RATE_SPEECHES_FILE = "joined.parquet.gzip"
assert os.path.exists(RATE_SPEECHES_FILE), f"file not present: {RATE_SPEECHES_FILE}"

rate_speeches = pd.read_parquet(RATE_SPEECHES_FILE)


In [4]:
import nltk
nltk.download('punkt_tab')

from nltk import word_tokenize
from nltk.tokenize import sent_tokenize


[nltk_data] Downloading package punkt_tab to /root/nltk_data...
[nltk_data]   Unzipping tokenizers/punkt_tab.zip.


In [5]:
%%time

def rate_speeches_text_length():
  '''
  reload rate_speeches or update it with text lengths
  '''
  global rate_speeches
  RATE_SPEECHES_TL_FILE = 'rate_speeches.text_length.parquet.gzip'

  if os.path.exists(RATE_SPEECHES_TL_FILE):
    print(f"loading {RATE_SPEECHES_TL_FILE}...")
    rate_speeches = pd.read_parquet(RATE_SPEECHES_TL_FILE)
  else:
    rate_speeches['text_length'] = rate_speeches['extracted_text'].apply(lambda x: len(word_tokenize(x)))
    rate_speeches.to_parquet(RATE_SPEECHES_TL_FILE, compression='gzip')

rate_speeches_text_length();

print(rate_speeches['text_length'].describe())
rate_speeches['extracted_text'][0]


loading rate_speeches.text_length.parquet.gzip...
count     3434.000000
mean      3307.266453
std       2296.389089
min          0.000000
25%       1809.000000
50%       2753.000000
75%       4115.750000
max      26091.000000
Name: text_length, dtype: float64
CPU times: user 478 ms, sys: 258 ms, total: 736 ms
Wall time: 678 ms


'Willem F. Duisenberg, President of the European Central Bank,Thursday, 4 March 1999Ladies and gentlemen, the Vice-President and I are here today to report on the outcome of today\'s meetings of the Governing Council and of the General Council of the European Central Bank.Let me start with the Governing Council\'s discussion onrecent economic developments and the decisions that the Governing Council has taken today in the field of monetary policy.After a comprehensive and careful examination of recent trends and ongoing evaluations of the economic outlook for the euro area economy, there was consensus that some of the risks identified earlier, in particular with regard to real GDP growth, had materialised in the fourth quarter of 1998. There was also consensus that the impact of these developments on the balance of risks for price stability would need to be examined further in the context of the monetary policy strategy adopted by the Eurosystem.
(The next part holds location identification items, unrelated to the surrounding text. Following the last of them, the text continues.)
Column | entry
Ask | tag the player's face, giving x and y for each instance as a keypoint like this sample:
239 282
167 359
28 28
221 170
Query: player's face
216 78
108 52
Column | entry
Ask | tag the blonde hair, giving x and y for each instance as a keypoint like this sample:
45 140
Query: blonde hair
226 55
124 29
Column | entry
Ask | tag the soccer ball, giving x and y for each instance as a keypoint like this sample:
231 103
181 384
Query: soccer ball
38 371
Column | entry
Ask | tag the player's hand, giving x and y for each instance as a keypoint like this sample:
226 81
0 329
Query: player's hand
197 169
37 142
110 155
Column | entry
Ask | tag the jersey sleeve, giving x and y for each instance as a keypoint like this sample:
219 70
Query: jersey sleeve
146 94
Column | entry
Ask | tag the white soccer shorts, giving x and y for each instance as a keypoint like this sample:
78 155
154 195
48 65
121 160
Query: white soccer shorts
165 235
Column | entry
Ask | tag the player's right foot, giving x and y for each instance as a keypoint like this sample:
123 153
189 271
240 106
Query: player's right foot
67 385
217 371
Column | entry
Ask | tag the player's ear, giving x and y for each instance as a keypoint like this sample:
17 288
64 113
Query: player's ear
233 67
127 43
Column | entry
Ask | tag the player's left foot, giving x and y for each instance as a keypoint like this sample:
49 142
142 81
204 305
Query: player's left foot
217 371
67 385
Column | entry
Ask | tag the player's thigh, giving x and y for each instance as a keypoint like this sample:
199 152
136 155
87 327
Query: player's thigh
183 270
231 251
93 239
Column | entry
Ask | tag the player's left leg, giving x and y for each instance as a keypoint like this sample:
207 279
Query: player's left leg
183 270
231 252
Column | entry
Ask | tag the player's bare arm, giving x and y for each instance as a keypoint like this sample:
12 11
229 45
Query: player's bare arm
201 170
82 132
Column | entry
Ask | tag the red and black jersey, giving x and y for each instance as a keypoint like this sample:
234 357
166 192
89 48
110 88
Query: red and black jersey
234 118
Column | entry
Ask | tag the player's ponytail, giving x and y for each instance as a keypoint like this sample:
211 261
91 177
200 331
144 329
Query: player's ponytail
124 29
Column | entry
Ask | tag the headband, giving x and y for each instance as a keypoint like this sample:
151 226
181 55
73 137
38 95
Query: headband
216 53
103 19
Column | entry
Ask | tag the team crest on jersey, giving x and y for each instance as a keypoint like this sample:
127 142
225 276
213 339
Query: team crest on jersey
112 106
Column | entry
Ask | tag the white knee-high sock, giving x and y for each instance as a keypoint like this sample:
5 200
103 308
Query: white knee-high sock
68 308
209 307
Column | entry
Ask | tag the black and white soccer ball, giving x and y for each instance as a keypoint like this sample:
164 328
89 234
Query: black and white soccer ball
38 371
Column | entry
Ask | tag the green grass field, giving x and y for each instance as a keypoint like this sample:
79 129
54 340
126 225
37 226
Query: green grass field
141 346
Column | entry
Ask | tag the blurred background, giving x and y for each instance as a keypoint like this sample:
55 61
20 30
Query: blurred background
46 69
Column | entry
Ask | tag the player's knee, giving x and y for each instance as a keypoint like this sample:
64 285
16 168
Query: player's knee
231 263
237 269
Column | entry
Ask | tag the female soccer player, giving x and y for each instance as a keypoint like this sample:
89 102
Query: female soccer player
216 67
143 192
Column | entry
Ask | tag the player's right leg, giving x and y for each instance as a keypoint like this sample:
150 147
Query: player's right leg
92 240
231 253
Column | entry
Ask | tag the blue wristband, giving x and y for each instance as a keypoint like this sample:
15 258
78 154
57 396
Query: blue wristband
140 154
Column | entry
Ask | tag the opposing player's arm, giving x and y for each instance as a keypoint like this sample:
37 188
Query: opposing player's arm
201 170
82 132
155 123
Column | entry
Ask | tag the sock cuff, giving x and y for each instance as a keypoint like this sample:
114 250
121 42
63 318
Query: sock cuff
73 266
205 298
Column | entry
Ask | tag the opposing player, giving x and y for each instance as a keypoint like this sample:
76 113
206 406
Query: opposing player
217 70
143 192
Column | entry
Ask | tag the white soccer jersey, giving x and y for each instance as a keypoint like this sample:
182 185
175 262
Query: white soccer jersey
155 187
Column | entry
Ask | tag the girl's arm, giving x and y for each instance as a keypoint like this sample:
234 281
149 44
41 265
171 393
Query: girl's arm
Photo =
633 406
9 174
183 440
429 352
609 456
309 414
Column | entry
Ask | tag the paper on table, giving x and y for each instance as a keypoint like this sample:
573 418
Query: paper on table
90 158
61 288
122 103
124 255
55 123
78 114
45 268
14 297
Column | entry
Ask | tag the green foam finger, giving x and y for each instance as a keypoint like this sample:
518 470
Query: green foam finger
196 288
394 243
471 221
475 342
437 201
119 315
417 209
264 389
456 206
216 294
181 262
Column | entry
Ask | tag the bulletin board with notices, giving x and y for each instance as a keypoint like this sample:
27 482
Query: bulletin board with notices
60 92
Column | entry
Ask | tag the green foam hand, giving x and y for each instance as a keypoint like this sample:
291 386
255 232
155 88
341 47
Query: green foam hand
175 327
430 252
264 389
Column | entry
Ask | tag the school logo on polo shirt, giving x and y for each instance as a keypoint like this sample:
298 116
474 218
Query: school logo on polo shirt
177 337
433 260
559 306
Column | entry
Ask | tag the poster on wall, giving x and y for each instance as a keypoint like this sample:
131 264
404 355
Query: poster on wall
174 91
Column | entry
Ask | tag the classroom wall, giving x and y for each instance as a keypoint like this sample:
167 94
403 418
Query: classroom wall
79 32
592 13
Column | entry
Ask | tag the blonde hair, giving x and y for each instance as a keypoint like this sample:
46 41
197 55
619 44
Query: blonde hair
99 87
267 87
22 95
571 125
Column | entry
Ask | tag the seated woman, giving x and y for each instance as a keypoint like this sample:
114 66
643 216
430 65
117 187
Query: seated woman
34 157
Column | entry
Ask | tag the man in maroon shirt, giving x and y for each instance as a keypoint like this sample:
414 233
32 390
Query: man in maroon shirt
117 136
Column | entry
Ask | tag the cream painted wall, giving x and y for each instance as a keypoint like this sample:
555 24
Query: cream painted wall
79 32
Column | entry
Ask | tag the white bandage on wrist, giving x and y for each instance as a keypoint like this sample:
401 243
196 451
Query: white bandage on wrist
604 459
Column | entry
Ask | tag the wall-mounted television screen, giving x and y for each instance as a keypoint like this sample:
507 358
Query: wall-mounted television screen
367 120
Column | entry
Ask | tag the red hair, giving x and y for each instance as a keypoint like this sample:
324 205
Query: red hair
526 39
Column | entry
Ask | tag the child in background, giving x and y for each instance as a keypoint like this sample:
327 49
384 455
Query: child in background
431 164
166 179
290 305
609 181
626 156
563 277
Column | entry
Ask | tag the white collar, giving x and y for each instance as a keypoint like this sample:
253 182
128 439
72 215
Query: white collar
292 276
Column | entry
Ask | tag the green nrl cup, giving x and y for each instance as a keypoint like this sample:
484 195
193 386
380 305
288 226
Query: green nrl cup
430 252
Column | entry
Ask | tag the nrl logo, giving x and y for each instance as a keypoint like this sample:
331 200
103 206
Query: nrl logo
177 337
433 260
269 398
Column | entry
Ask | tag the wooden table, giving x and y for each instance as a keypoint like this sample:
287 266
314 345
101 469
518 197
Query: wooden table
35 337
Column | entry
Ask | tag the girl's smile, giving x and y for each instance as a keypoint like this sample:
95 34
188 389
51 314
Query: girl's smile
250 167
At this juncture, taking into account a

In [6]:

def rate_speeches_sent_tokenize():
  '''
  reload rate_speeches or update it with `sent_tokenize`
  '''
  global rate_speeches
  RATE_SPEECHES_TOKENIZED_FILE = 'rate_speeches.sent_tokenize.parquet.gzip'

  if os.path.exists(RATE_SPEECHES_TOKENIZED_FILE):
    print(f"loading {RATE_SPEECHES_TOKENIZED_FILE}...")
    rate_speeches = pd.read_parquet(RATE_SPEECHES_TOKENIZED_FILE)
  else:
    rate_speeches['extracted_text'] = rate_speeches['extracted_text'].apply(sent_tokenize)
    rate_speeches.to_parquet(RATE_SPEECHES_TOKENIZED_FILE, compression='gzip')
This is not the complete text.